If you all can imagine the regular light gray ribbons inside a computer case as being about the same colour of this comment area (minus the white typing space), and then imagine ribbons that are a yellow tartar colour, and you will understand.
And if that visual still isn't enough, you are the kind of tactile person who needs to feel what tar from cigarettes on computer components feels like to really get it. Imagine a film of icky but not quite sticky residue that feels as dirty as it really is, and you're half way there. At least when you have smoke in your furniture, you can wipe off or air it out, but with computers, it stays there for the life itself. Which, if you're a two pack a day smoker, surely won't be for as long as that of a machine a non-smoker owns and enjoys.

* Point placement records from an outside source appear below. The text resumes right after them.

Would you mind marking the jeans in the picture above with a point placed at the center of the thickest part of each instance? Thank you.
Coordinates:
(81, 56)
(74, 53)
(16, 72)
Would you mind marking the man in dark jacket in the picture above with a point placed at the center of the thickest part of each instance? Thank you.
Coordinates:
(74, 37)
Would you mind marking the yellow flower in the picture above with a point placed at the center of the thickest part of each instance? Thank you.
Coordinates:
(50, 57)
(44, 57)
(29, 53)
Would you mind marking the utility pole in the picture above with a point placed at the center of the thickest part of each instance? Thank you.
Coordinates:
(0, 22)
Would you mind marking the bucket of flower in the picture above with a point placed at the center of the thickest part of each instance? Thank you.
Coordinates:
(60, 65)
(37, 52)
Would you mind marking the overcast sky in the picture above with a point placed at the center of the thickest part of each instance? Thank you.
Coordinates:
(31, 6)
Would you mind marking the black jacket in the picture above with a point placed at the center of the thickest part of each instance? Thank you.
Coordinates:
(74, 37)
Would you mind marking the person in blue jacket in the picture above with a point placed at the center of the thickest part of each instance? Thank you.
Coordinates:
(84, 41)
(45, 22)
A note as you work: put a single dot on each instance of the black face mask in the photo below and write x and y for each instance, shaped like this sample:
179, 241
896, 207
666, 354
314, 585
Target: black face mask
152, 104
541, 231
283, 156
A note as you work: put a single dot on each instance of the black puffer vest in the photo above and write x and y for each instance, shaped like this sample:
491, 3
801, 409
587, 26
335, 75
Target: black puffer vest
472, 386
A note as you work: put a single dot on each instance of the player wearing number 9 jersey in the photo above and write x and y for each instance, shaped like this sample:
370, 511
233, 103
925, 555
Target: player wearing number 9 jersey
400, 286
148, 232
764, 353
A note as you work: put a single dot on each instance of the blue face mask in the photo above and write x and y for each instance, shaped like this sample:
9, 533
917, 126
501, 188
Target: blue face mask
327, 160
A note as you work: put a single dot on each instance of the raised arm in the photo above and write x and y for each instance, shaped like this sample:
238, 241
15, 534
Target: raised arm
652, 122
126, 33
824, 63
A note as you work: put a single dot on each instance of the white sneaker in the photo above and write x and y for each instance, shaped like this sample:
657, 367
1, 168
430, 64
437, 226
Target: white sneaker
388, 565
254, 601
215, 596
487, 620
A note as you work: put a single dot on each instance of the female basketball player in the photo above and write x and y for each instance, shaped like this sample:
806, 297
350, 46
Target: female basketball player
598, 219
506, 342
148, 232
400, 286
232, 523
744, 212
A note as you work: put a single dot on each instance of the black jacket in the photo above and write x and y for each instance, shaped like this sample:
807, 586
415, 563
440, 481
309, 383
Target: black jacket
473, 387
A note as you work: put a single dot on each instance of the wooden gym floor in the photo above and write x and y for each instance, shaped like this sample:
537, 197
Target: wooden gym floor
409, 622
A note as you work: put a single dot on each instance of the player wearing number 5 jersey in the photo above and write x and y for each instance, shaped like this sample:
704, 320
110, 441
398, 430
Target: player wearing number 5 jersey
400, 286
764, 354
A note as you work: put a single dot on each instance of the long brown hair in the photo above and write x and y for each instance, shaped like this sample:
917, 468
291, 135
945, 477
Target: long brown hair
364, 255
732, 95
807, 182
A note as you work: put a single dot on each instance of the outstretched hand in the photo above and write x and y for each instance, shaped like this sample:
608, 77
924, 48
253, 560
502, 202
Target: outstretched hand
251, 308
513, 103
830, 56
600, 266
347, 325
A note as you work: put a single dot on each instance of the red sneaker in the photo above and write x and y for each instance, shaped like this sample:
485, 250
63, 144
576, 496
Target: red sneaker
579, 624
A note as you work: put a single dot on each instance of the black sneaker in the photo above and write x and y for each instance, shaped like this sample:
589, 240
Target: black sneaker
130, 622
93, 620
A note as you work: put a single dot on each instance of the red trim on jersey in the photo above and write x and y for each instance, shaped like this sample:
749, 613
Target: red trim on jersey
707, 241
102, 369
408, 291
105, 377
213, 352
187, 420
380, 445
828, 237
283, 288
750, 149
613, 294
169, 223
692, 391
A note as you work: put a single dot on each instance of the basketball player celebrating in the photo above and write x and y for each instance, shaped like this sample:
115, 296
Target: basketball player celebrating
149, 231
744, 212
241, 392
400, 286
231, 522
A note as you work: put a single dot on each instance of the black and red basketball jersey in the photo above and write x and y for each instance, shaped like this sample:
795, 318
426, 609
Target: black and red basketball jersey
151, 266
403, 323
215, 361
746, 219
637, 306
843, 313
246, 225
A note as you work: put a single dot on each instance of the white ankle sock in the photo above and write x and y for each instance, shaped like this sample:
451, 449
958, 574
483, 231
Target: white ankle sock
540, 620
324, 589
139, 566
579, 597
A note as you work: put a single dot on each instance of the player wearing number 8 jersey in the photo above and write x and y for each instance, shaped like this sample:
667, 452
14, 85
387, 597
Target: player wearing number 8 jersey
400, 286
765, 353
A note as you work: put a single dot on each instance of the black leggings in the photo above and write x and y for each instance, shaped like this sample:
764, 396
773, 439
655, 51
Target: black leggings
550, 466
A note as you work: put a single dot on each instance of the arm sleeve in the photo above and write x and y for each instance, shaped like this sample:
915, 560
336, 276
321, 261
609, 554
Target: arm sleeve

Yet another cost-effective reason to give up the ciggies! The customer I'm talking about now has to replace the gaming level machine, at a pretty penny because his motherboard is no longer manufactured and all of the components that work with it are useless to any new machine he gets given the age and technology changes in the last two years. He wasn't happy to get that news. I'm sure a lot of people don't plan for their machines to just up and die like his did because, if you're like him, you probably can't afford a new machine, and yet you can't live without the one you have.
Like you car, take care of your computer and what goes into it. Take it in for regular maintenance if you're not comfortable doing it yourself. A bit of money here and there doesn't add up to as much as a whole new machine -- even with today's bottoming out computer prices. I'm sure most of us spend money on dry cleaning and coffee daily, so why not a few bucks on your PC every 4-6 months?